Selecting the electric motor and battery when building your own electric car can be quite a challenge. There are a few approaches here that can be followed in this post I’ll just touch on the easiest of all, a good look at the alternatives and some educated guessing. This approach is to see what the others are doing and check what power the engines are that are used in similar vehicles. If you plan to convert a sedan like vehicle that is roughly the same size/weight as a Nissan Leaf, check the power that those engines are specified for. (the Nissan Leaf has a motor which is rated at 80kW btw, also check Wikipedia).

 

The Nissan Leaf, you can learn a lot from the current EVs already out there.

 

The idea behind it is simple, they did the math, and it works good (they are selling the product). If you want something that can go quicker or accelerate quicker, you’ll want to look for a little bigger engine, but you get a feel of the industry at least and know what you should be aiming for.

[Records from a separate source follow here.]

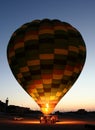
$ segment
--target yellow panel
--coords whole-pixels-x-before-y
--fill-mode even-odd
[[[52,79],[43,79],[43,84],[51,84]]]
[[[54,100],[55,99],[55,96],[50,96],[50,100]]]
[[[45,96],[40,96],[40,99],[41,100],[45,100]]]
[[[62,95],[62,92],[57,92],[56,96],[60,97]]]
[[[28,65],[28,66],[40,65],[40,60],[28,60],[28,61],[27,61],[27,65]]]

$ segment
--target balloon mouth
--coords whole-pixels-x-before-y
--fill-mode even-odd
[[[51,107],[50,104],[46,103],[44,106],[41,106],[41,111],[44,115],[49,115],[52,113],[54,107]]]

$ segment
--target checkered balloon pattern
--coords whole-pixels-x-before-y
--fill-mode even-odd
[[[7,58],[13,75],[50,114],[80,75],[86,46],[80,32],[60,20],[26,23],[11,36]]]

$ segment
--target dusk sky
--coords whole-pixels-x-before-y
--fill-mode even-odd
[[[35,19],[59,19],[81,33],[87,49],[82,73],[55,107],[59,111],[95,111],[95,0],[0,0],[0,100],[40,110],[14,78],[7,61],[12,33]]]

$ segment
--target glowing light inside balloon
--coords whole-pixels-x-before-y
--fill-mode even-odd
[[[80,32],[68,23],[34,20],[13,33],[7,57],[22,88],[44,114],[50,114],[80,75],[86,46]]]

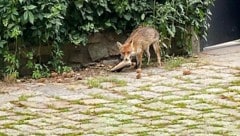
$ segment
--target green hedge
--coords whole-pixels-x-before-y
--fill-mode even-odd
[[[23,66],[32,71],[33,78],[49,76],[52,70],[68,71],[62,62],[61,46],[86,45],[88,35],[99,31],[120,34],[140,24],[153,25],[162,40],[180,41],[189,34],[188,26],[192,26],[199,36],[206,36],[206,18],[212,3],[213,0],[1,0],[1,76],[18,77]],[[41,53],[33,48],[46,45],[53,49],[52,58],[43,63]]]

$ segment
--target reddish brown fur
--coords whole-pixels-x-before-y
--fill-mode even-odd
[[[141,68],[142,55],[145,51],[148,56],[148,63],[150,61],[149,47],[153,45],[154,51],[157,55],[159,65],[161,65],[160,47],[159,47],[159,33],[156,29],[151,27],[139,27],[135,29],[124,44],[117,43],[120,53],[125,61],[131,61],[131,56],[136,56],[137,66]]]

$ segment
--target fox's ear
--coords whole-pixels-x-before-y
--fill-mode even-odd
[[[121,48],[122,44],[120,42],[117,42],[117,46],[118,46],[118,48]]]

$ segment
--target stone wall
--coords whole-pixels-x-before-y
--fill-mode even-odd
[[[89,42],[86,46],[66,46],[64,48],[64,61],[85,66],[94,61],[117,56],[119,49],[116,42],[124,42],[126,38],[124,35],[117,35],[113,32],[95,33],[89,36]]]

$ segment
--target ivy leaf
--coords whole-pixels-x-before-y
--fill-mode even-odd
[[[131,14],[125,14],[124,16],[123,16],[127,21],[129,21],[130,19],[131,19]]]
[[[97,13],[98,13],[98,16],[101,16],[103,14],[103,10],[102,9],[97,9]]]
[[[29,12],[29,11],[25,11],[25,12],[23,13],[23,20],[24,20],[24,21],[27,21],[27,20],[28,20],[28,12]]]
[[[35,6],[35,5],[29,5],[29,6],[27,6],[27,9],[28,10],[33,10],[33,9],[35,9],[37,6]]]
[[[141,15],[141,19],[144,20],[145,19],[145,14]]]

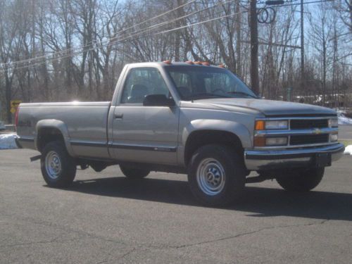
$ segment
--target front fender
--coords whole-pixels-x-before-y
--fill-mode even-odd
[[[72,146],[70,144],[70,137],[68,135],[68,130],[67,125],[61,120],[56,119],[44,119],[39,121],[35,126],[35,131],[37,136],[34,137],[34,146],[37,149],[38,149],[38,135],[40,130],[43,128],[56,128],[60,131],[63,137],[63,141],[65,142],[65,146],[68,153],[71,156],[74,156],[73,150]]]
[[[183,130],[181,142],[186,146],[188,137],[197,130],[220,130],[236,134],[242,144],[244,149],[252,147],[251,133],[247,127],[234,121],[215,119],[196,119],[191,121]]]

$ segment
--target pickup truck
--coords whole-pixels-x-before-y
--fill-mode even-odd
[[[119,165],[134,180],[187,174],[210,206],[265,180],[310,191],[344,149],[334,111],[258,98],[223,67],[191,61],[126,65],[111,101],[21,103],[15,125],[49,187],[68,187],[77,166]]]

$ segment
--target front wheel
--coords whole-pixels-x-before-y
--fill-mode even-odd
[[[287,191],[308,191],[321,182],[324,170],[324,168],[295,170],[288,175],[277,177],[276,181]]]
[[[66,187],[76,175],[76,164],[61,142],[47,144],[40,159],[44,180],[51,187]]]
[[[224,206],[244,189],[246,170],[239,156],[221,145],[206,145],[193,155],[188,182],[194,196],[208,206]]]

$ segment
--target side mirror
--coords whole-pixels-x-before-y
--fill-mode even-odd
[[[174,106],[175,101],[165,94],[149,94],[143,100],[144,106]]]

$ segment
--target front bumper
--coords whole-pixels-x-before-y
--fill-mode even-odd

Always make sure that the vehicle you are working on and the vehicle you are looking at for the engine specification are reasonably the same. In other words, don’t look at the Tesla Roadster if you want to convert a heavy SUV, the weights are far off, but also the aerodynamics of the two are not comparable.

 

For the battery a similar approach is viable, check what comparable vehicles have for the battery capacity (the kWh figure!) and ensure that the battery/motor are compatible. An electric motor that runs on 48V will be no good using a single 12V battery. You can check again what the size of for example the Nissan Leaf is (24kWh) and use it as a guideline. The Nissan Leaf can travel around 100 miles / 160 km. If you have a comparable vehicle as the Leaf and put in a 12 kWh battery pack, you will likely get around half the range of the Leaf. This is not entirely a linear scale, but ok for some educated guessing as long as you don’t use a factor 10 bigger or smaller batteries.

 

Another nice guideline that might help is that the average passenger cars use between 20-30 kWh per 100 miles / 160 km. If you have a relatively light vehicle, you’re bound to be on the low end, if you have a heavier, you’re on the high end of this range (or even higher if it is a really heavy vehicle).

 

You can save a lot of fuel by converting this one to electric, just don't put in a Leaf-like drive train.

 

Assume you have a light vehicle, and want to be able to drive 300 miles with it. Assuming a 20 kWh consumption per 100 miles / 160 km, you would need a battery that supplies 60 kWh. Batteries are preferably not fully discharged, and are operated generally in a safe range, so it is more likely you will need 70-80 kWh pack to ensure you have 60 kWh available to drive. The problem that arises is that with battery packs of this size, the weight plays a big factor. If you have to add a battery pack that weighs half that of the original light weight vehicle, your consumption will go up more. This makes for an iterative process where you have to balance the motor and the battery pack versus what you want and what vehicle you have.

 

Not an easy process and one that can be quite time consuming as well. Luckily there are various companies around, mostly US or Australia based, that offer so called electric car conversion kits. As the name implies, it allows you to convert your petrol vehicle to an electric one. There are even some that are tailored to specific models. The biggest advantage of this: you get a fully matching system that is suitable for your vehicle. Why do the guesswork if they found out and likely the hard way. They know what works and what not.